13. Деревенька Горки


   Под взглядами стоявших в строю командиров Беленков вытащил из петлиц знаки различия, снял планшет, медицинскую сумку и, передав все это Кирееву, поплелся с винтовкой, как рядовой санитар, к фуре, видневшейся на другом краю поляны.
   Я объяснил командирам, в каком трудном положении мы находимся, приказал всякое нарушение порядка карать только смертью. Все иные виды взысканий отменяются, пока мы не выйдем к своим.
   Затем я приказал построить батальон.
   На прогалине встали ряды бойцов. Как это уже не раз со мной бывало, я ощутил силу, как бы источаемую строем.
   Я сказал бойцам:
   — Мы, четыреста пятьдесят вооруженных советских людей, находимся на захваченной врагами территории. Наша задача — выйти к своим. И не просто выйти, а уничтожать противника, мешать его продвижению вперед. Кроме того, нам предстоит побороться с голодом. Голод сейчас — страшный враг, который стремится расшатать, сломить нашу волю.

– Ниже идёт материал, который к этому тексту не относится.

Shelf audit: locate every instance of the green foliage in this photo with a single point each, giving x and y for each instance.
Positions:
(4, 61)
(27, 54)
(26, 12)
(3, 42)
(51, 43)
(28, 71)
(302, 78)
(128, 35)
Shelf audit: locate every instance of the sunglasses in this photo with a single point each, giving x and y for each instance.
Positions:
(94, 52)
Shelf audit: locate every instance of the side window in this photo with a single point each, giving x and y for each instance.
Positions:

Он набрасывается, как бешеный волк, пытаясь поколебать нашу верность долгу, присяге, великую заповедь советского народа: одолевать все трудности, не покоряться им. Наша главная сила теперь — дисциплина.
   Далее я сообщил, что разжаловал в рядовые Беленкова. И продолжал:
   — Товарищи бойцы и командиры! В этих условиях я приказал всякое нарушение порядка карать только смертью. Неповиновение командиру, все проявления трусости, нестойкости будут наказываться смертью.

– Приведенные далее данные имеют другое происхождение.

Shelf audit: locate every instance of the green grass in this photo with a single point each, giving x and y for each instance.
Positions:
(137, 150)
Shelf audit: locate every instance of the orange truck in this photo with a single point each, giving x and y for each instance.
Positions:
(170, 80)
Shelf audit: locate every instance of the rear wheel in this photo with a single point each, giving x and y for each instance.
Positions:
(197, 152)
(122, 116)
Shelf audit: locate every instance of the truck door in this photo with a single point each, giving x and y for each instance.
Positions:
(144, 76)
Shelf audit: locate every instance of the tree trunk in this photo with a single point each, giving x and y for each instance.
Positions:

   Закончив свою речь, я приказал построиться в колонну по четыре. Затем скомандовал:
   — Направо! За мной шагом… марш!

 

 
   Вот и еще денек канул в былое. Истекло уже четверо суток с того часа, как мы, поднятые по тревоге, выступили из Волоколамска. Уже четверо суток мы не знали никакой пищи, кроме крохотного кусочка мяса.
   Переночевав в лесу, мы и тридцатого октября продолжали свои скитания.

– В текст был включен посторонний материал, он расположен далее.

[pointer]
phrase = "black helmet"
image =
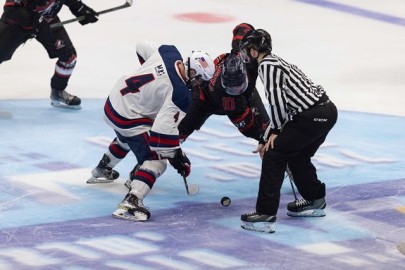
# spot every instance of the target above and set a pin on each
(259, 39)
(234, 75)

   Утром тридцать первого мы наконец вышли к своим. Ко мне, шагавшему рядом с Рахимовым, подбежал Брудный, которого я постоянно высылал вперед с головным дозором. Брудный лихо козырнул:
   — Товарищ комбат, разрешите передать приказ.
   — Какой приказ? Чей?
   — Подполковника Хрымова.
   Мне показалось, что от Брудного подозрительно попахивает спиртным.
   — Ты, случаем, не тяпнул ли спиртяги?
   — Всего стопочку, товарищ комбат. Больше себе не разрешил. Мы, товарищ комбат, уже вышли в расположение дивизии. В полутора километрах — деревенька Горки. Там наши, заградительный отряд.
   — Там ты и приложился?
   — А то где же? Оттуда я позвонил в штаб подполковника Хрымова. Нам приказано идти в эту деревню.
   Я велел Рахимову вести батальон в Горки, а сам вместе с Бозжановым отправился разыскивать штаб подполковника Хрымова.
   Отмерив еще несколько километров по грязному, размокшему проселку, мы наконец добрались до штаба, разместившегося в какой-то деревушке. Оперативным дежурным оказался молодой лейтенант, тот самый, что вместе с полнотелым капитаном побывал ночной порой в нашем шалаше у моста. Сейчас лейтенант встретил нас удивленным взглядом. Видимо, он еще не знал о возвращении батальона и, должно быть, подумал, что уцелели только мы двое.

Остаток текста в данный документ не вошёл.